Scorer for Text Classification

I try to evaluate my multilabel textcat with Scorer, but the scorer.scores don't return anything.

def evaluate(nlp, test_data):
    scorer = Scorer()
    for text, label in test_data:
        # text: "my example text"
        # label: {"cats:{"cat1":0.0, "cat2":1.0, "cat3":0.0}}
        doc_gold_text = nlp.make_doc(text)
        gold = GoldParse(doc_gold_text, cats=label["cats"])
        pred_value = nlp(text)
        scorer.score(pred_value, gold)

    return score.scores
    # return: {}
    # actually, also other fields return zero

The model works well to predict and I use this same function to eval NER in other model with success. Do I something wrong in this case? Score don't work to textcat?

I don't know what's wrong with the code above, but I tried a different approach and it's worked! Using nlp.evaluate():

def evaluate(nlp, test_data):
    eval_input = [(nlp.make_doc(text), GoldParse(nlp.make_doc(text), cats=label["cats"])) for text, label in test_data]
    scorer = nlp.evaluate(eval_input)
    return scorer.scores
1 Like

Hi @ines

We're trying to solve a multi-label text classification problem where prodigy has been used for annotation. There'are 10 classes and almost 25% are +ve samples (have one or more labels). We've trained model using SpaCy cli command with en_vectors_web_lg as our base model.

Our goal is to aggregate (sum/avg) all scores across 100 inferences and arrive at relative aggregate scores across the 10 classes.
However, there is a major variance in scoring which is causing problems:

  1. The HIGH score for two different positive samples for the same class are very different. For sample one, it is "label A": 0.177, and for another sample it is "label A": 0.667. Why so much variance? Do we need to normalize?

  2. Also the order-of-magnitude of LOW scores for different samples varies so much - ranging from 10e-1 to 10e-3. Again - Why so much variance?
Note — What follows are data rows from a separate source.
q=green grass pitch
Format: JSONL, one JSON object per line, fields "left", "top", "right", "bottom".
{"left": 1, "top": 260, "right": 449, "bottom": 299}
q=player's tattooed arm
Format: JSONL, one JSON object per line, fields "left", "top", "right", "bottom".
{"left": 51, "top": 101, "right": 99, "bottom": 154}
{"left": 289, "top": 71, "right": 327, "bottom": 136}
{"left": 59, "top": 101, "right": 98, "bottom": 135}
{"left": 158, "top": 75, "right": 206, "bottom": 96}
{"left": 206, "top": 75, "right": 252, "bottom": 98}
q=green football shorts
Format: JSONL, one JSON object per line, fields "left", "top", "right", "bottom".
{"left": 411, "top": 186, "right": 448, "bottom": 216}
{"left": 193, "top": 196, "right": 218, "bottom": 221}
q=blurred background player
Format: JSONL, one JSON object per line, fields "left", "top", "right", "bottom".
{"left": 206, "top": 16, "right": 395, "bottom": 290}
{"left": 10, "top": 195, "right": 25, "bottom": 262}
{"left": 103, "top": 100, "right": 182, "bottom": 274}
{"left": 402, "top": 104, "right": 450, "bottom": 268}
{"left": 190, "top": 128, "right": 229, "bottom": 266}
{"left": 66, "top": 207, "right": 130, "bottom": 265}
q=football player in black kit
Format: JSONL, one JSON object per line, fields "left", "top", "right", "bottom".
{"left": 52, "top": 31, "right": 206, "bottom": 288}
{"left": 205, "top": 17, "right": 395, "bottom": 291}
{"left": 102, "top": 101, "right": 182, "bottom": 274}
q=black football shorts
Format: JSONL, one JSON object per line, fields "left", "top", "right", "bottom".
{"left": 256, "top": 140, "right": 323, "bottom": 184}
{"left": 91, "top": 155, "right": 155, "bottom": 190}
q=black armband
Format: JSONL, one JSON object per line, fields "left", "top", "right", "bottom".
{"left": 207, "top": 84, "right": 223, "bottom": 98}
Do we need to normalize?

I have attached a screen shot below

  1. My last question is for the model architecture. Does SpaCy use sigmoid activation function for classification of multi-label classes?


Hi @ines,

This is a follow up to Mayanks post - "major variance in scoring which is causing problems"
Any suggestions how we can fix the variance in scoring?
We were expecting softmax scores - where the multi-class scores/probabilities total to 1 - which is not the case. And we don't have insights into the architecture of the model.

Thanks for your advice.


Hi Kapil and Mayank,

You said you have a "multi-label" textcat problem, does that mean that in fact, one sample text can be annotated with multiple positive labels? Because in that case, the output probabilities wouldn't sum up to 1 - the different labels would be seen as "parallel" classification challenges.

If, however, you have a "multi-class" textcat problem but only 1 class can be positive per sample, we'd need to set exclusive_classes to True in your textcat model, and then a Softmax output layer would indeed be used (

Can you share which exact script you're running to perform the text classification, and what exactly the parameters of your challenge are?